Medicare Blog

how to get a new wheelchair for a medicare/medi-cal patient

by Bell Tromp Published 2 years ago Updated 1 year ago

  1. Get on Medicare. If you are over the age of 65, a US citizen, and having paid into Social Security through your job for at least 10 years, you ...
  2. Schedule a doctor's appointment. Medicare will require a signed Certificate of Necessity from a doctor for your wheelchair.
  3. Explain to your doctor why you need a wheelchair. Explain the specific issues you are having or tasks you cannot perform as a result of your condition.
  4. Make sure you will be able to operate the wheelchair safely. A wheelchair is a substantial piece of equipment, and one that will take some time to use properly.
  5. Decide on the wheelchair that is best for you. The Certificate of Necessity will have to note the type of wheelchair you need.
  6. Get the signed Certificate of Necessity. Once you have demonstrated need to your doctor, and decided upon the proper wheelchair for you, he or she can sign the necessary ...

Full Answer

How to get a wheelchair for Medicare?

1 Get on Medicare. If you are over the age of 65, a US citizen, and having paid into Social Security through your job for at least 10 years, you ... 2 Schedule a doctor's appointment. Medicare will require a signed Certificate of Necessity from a doctor for your wheelchair. 3 Explain to your doctor why you need a wheelchair. ... More items...

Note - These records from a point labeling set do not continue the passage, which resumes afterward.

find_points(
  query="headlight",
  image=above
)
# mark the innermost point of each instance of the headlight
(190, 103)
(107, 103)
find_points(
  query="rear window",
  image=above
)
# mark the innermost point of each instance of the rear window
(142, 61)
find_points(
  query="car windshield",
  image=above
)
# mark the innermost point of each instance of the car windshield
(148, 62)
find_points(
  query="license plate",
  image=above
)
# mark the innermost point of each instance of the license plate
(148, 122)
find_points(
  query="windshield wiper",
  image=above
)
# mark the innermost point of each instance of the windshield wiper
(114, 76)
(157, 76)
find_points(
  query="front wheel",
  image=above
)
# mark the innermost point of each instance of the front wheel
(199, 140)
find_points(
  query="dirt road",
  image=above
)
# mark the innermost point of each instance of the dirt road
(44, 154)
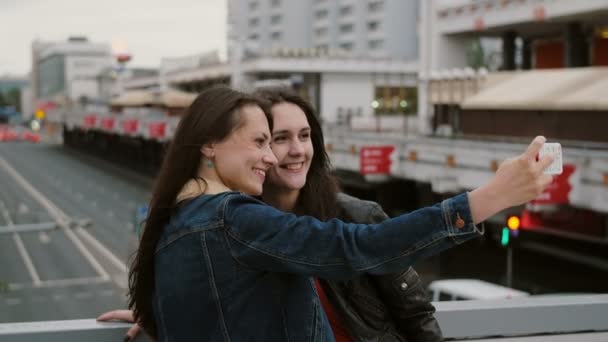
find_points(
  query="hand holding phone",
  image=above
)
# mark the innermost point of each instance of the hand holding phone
(554, 149)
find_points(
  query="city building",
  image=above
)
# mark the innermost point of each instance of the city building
(66, 72)
(542, 37)
(375, 28)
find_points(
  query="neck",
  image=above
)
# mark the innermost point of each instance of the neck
(282, 199)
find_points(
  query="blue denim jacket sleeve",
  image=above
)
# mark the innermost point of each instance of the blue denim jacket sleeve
(264, 238)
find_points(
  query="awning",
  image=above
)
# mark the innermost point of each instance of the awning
(176, 98)
(171, 98)
(134, 98)
(555, 89)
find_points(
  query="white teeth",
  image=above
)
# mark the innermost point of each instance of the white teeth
(260, 172)
(294, 166)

Do I qualify for Medicaid/Medicare electric wheelchair assistance?

Applicant must require the use of an electric wheelchair to perform daily functions primarily in their home; Applicant must be in receipt of a doctor’s note confirming the extent of their mobility impairment; Applicant must have fulfilled all the listed requirements on their Medicaid/Medicare application.

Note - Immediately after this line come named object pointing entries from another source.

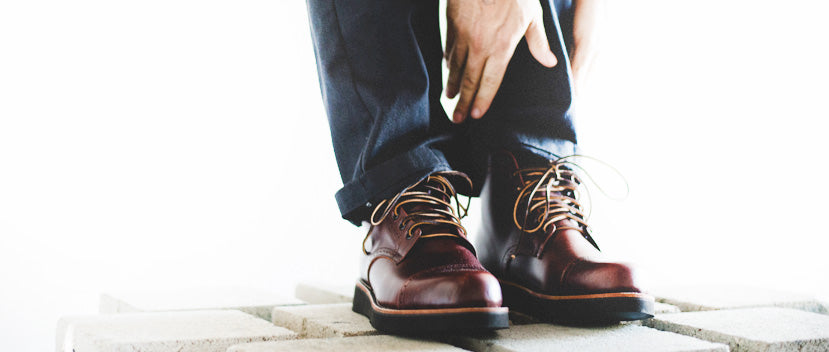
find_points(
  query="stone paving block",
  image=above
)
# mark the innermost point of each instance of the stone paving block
(752, 329)
(380, 343)
(714, 297)
(546, 337)
(165, 331)
(664, 308)
(319, 293)
(256, 302)
(324, 320)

Does Medicare cover wheelchairs and scooters?

Medicare Part B (Medical Insurance) covers power-operated vehicles (scooters), walkers, and wheelchairs as durable medical equipment (DME). Medicare helps cover DME if: The doctor treating your condition submits a written order stating that you have a medical need for a wheelchair or scooter for use in your home.

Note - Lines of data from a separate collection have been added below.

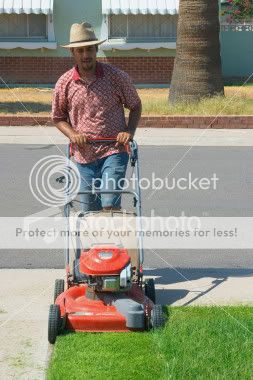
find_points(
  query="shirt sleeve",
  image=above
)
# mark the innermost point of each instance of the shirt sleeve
(129, 96)
(59, 103)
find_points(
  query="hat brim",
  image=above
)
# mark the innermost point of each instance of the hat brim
(81, 44)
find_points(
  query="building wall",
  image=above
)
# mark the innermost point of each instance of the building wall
(154, 66)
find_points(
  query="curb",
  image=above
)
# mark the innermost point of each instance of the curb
(204, 122)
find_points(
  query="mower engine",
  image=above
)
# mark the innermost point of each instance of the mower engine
(108, 268)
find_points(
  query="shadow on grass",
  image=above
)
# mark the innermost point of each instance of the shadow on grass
(16, 107)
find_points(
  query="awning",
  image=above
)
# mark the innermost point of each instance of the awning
(27, 6)
(140, 7)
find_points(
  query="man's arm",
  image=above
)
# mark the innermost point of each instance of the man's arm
(134, 118)
(68, 131)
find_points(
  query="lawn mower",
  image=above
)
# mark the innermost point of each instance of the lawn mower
(105, 290)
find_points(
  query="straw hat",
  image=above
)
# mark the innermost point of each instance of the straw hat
(82, 35)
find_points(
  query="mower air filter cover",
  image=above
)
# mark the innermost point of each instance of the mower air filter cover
(102, 261)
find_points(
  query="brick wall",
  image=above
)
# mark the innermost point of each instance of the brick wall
(46, 70)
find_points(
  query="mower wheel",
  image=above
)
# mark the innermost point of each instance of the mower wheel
(150, 289)
(58, 288)
(157, 317)
(54, 322)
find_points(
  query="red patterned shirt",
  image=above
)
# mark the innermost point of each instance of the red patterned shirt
(95, 109)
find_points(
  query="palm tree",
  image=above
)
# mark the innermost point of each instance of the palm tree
(197, 69)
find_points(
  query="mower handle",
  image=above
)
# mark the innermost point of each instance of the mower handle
(96, 140)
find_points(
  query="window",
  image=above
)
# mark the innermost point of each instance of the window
(28, 27)
(143, 28)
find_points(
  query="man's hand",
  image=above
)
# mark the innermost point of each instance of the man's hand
(123, 138)
(79, 139)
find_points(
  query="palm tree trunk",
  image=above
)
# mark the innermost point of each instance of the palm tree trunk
(197, 69)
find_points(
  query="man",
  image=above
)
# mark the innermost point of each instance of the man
(88, 103)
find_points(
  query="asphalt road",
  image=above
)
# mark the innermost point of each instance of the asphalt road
(233, 197)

How do I contact Medicare about a power wheelchair request?

Medicare will send a decision letter to your power wheelchair supplier. You may contact your power wheelchair supplier about the decision, or call 1-800-MEDICARE (1-800-633-4227). TTY users can call 1-877-486-2048. Also, your power wheelchair supplier may send you a decision letter. Why was my request denied?

Does Medi-Cal pay for wheelchair?

Medi-Cal Health Plan ii iii Medi-Cal does pay for both wheelchairs and power wheelchairs or scooters and has specific criteria for what gets approved and how. For most people on Medi- Cal, you receive services through a Medi-Cal health plan.

Does Medi-cal cover medical equipment?

Medi-Cal covers medically necessary equipment when it “is appropriate for use in or out of the patient's home” (Title 22, CCR, and Section 51160). PROCEDURE: Durable Medical Equipment can be prescribed by member's provider when the equipment prescribed will preserve bodily functions and or prevent disability.

What qualifies for a wheelchair diagnosis?

Which Diagnoses Qualify for Wheelchairs?Multiple Sclerosis (MS)ALS (AKA Lou Gehrig's Disease)Parkinson's Disease.Spinal Cord Injuries.Cerebral Palsy.Muscular Dystrophy.CVA (AKA stroke-related paralysis)Post-Polio Syndrome.More items...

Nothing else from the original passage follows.